Website Defacements – How to Protect Your Website

By: Krista M. | Cyber Threat Intelligence Analyst, NJCCIC

Imagine you wake up one day to find that your company’s website no longer displays your logo, products, or contact information. Instead of providing an online presence for your business, your website is now promoting a hacking group or terrorist organization. Your customers are angry and your employees are confused. You open your website only to be greeted with a message like this:

So, how did this happen and what should you do now?

The first thing you need to know is that you were the victim of a website defacement, a cyber-attack that occurs when someone hacks into a website server and replaces the original files with new files. These new files are designed to display an ideological message, promote a hacker or group, or distribute malware to unsuspecting victims who visit your site.

It’s important to note that most website defacements are a crime of opportunity. This means that your website contained at least one security vulnerability that wasn’t patched and a hacker came along and took advantage of the situation. Usually, those who engage in this behavior are low-level hackers who are trying to prove their skills to others within their group and gain notoriety. Others may target websites of individuals or organizations they do not like, to promote fear or to show support for a specific cause. Whatever the case may be, you’ll need to know what to do if this happens to you and how to prevent such attacks in the future.

To proactively prevent website defacements, please take the following recommendations into consideration:

  • If you maintain and update your own website, run reputable anti-virus software on the machine you use to access your website’s administration page to see if keyloggers or other malware may have stolen your site’s login credentials.
  • If available, enable two-factor authentication (2FA) on website administrator accounts.
  • Restrict file and directory write permissions for any account that doesn’t require it.
  • Disable anonymous FTP connections on your server. If possible, use a secure FTPS connection with user ID and password instead of an unsecured FTP connection.
  • Implement automated backups of the website and any supporting database. Keep the backups off-site and in a secure location.
  • Make sure that your website and any associated web applications are running the most updated software versions and apply any necessary security patches.
  • Conduct penetration tests and vulnerability scans to detect known exploits and weaknesses. This process can either be outsourced to a third party that provides these services or done in-house using various tools available online.
  • Implementing a website firewall plugin, if applicable.
  • Consider hosting your web server behind a demilitarized zone (DMZ) and firewall, especially if users submit sensitive payment or personal information through your website.
  • Maintain awareness of current exploits.
  • Check all incoming IP addresses against standard DNS blacklist databases to prevent them from reaching your website.
  • Regularly check log files for any unusual traffic patterns.
  • If offered, sign up for SMS or email alerts that notify you if and when changes are made to the website.
  • Be aware of search engine blacklists and sign up for alerts and notifications that could warn you if something about your website is raising a red flag.

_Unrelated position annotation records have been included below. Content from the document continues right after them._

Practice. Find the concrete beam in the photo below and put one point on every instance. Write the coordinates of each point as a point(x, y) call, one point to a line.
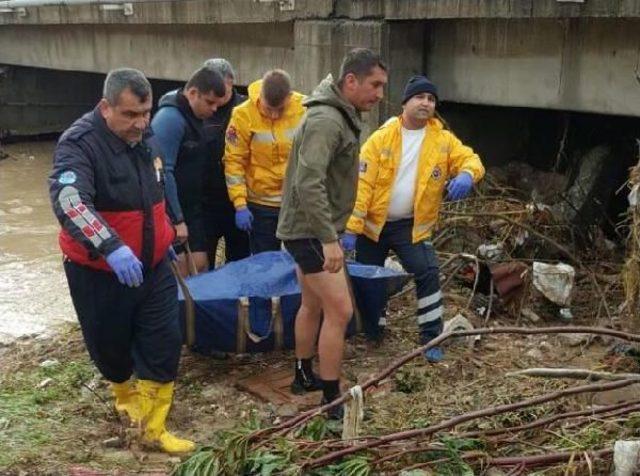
point(436, 9)
point(161, 51)
point(321, 45)
point(165, 12)
point(588, 65)
point(252, 11)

If you’ve been the victim of a website defacement:

  • If your site is hosted or maintained by an external party, notify the webmaster as soon as possible and have him or her take the necessary steps to remediate the problem.
  • Reset all passwords to website administrator accounts and make sure they are complex and not used anywhere else.
  • Replace all files located on the website server with files from an isolated or standalone backup source.
  • Be sure to remove any additional website links created by the hacker. Consider temporarily removing or quarantining your website until the situation has been rectified.
  • Report the incident to the NJCCIC by completing our Cyber Incident Reporting Form or emailing njccic@cyber.nj.gov.

Additional information about hacked websites provided by Google is available here.

PunkSPIDER is a free online tool you can use to scan your website for common vulnerabilities.

VirusTotal provides free URL scanning to detect malware hiding within websites.

Additional tools are available by searching online for “website vulnerability scanner.”